Incorporation of elaborately Synthesized BNNSs by a mild mechanical stirring process for the concurrent enhancement of thermal conductivity and dielectric breakdown strength of PVDF

Abstract

Due to the growing energy demands, it is highly desirable to concurrently improve the thermal conductivity and dielectric breakdown strength of dielectric film capacitors. Polyvinylidene fluoride (PVDF) is hitherto regarded as a most satisfactory alternative for dielectric capacitors but with relatively low thermal conductivity and dielectric breakdown strength. Herein, a major contribution is made to the concurrent enhancement of PVDF-based thermal conductivity and dielectric properties.

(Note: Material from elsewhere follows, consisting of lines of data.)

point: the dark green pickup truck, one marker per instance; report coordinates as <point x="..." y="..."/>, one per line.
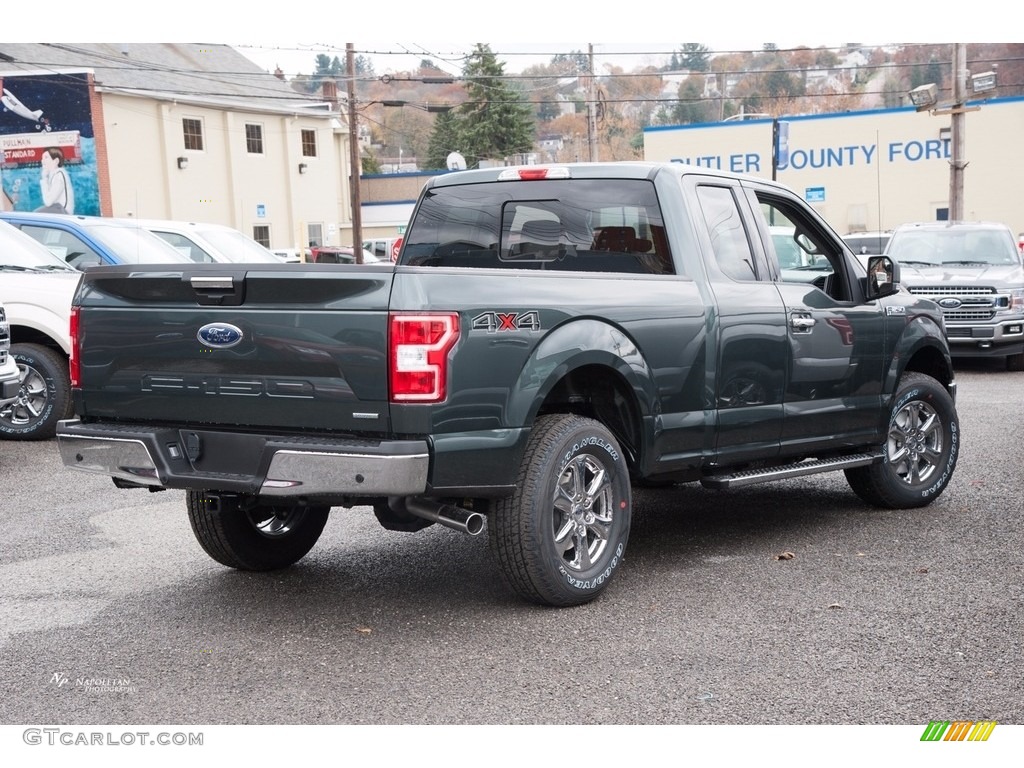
<point x="550" y="337"/>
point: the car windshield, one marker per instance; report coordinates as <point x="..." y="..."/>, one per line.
<point x="19" y="251"/>
<point x="233" y="246"/>
<point x="951" y="245"/>
<point x="136" y="246"/>
<point x="867" y="244"/>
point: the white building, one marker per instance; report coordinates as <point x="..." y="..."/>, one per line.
<point x="870" y="170"/>
<point x="178" y="131"/>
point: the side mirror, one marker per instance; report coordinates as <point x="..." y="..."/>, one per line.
<point x="883" y="278"/>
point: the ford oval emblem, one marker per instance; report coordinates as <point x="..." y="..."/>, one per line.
<point x="219" y="335"/>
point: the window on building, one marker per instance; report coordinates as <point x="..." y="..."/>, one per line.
<point x="315" y="235"/>
<point x="308" y="143"/>
<point x="254" y="138"/>
<point x="193" y="130"/>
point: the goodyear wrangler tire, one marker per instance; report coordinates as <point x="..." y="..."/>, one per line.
<point x="921" y="450"/>
<point x="561" y="536"/>
<point x="258" y="537"/>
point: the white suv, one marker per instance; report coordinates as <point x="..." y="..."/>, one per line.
<point x="206" y="243"/>
<point x="36" y="290"/>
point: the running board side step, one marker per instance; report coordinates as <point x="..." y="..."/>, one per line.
<point x="785" y="471"/>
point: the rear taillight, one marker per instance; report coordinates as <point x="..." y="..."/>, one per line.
<point x="73" y="363"/>
<point x="418" y="350"/>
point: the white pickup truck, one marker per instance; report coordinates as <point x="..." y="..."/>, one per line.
<point x="973" y="270"/>
<point x="36" y="291"/>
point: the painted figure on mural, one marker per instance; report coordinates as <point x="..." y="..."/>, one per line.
<point x="58" y="196"/>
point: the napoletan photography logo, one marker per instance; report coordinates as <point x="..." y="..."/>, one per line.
<point x="94" y="683"/>
<point x="958" y="730"/>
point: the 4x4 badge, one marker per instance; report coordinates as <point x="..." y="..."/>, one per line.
<point x="499" y="322"/>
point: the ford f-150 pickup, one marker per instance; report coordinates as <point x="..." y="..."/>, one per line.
<point x="549" y="338"/>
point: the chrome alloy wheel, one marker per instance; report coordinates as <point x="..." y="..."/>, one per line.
<point x="583" y="502"/>
<point x="31" y="397"/>
<point x="915" y="442"/>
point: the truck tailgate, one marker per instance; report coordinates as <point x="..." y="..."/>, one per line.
<point x="282" y="347"/>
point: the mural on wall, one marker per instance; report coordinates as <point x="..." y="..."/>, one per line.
<point x="47" y="146"/>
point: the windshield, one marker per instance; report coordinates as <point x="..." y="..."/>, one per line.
<point x="20" y="251"/>
<point x="951" y="245"/>
<point x="136" y="246"/>
<point x="233" y="246"/>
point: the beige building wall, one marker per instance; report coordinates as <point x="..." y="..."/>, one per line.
<point x="871" y="170"/>
<point x="223" y="182"/>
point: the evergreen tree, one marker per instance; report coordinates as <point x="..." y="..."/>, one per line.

It can be readily achieved through the incorporation of as-prepared high-quality few-layered boron nitride nanosheets (BNNSs) with a minimized loading (defined as PVDF-BNNSs). BNNSs dispersion with intact structure and a large aspect ratio is prepared by a unique mild mechanical stirring process assisted by dimethyformamide/1-butanol (DMF/1-butanol) solvent and a low power ultrasonic. Encouragingly, the characteristic breakdown strength with a maximum value of 334 MV/m reaches for PVDF-BNNSs composite only with 3 vol% BNNS loading, to be 1.6 times of pure PVDF. It also presents a high discharged energy density up to 9.9 J cm-3, along with an efficiency of 68.3%. Synchronously, the thermal conductivity accomplishes a high value of 1.12 W/m·K with only 8 vol% BNNS loading. A further theoretical analysis reveals that high-quality appropriate BNNSs loading could be preferentially arranged in parallel with PVDF surface. It indicates that BNNSs have good interface compatibility with PVDF, thus to improve its associated performances concurrently.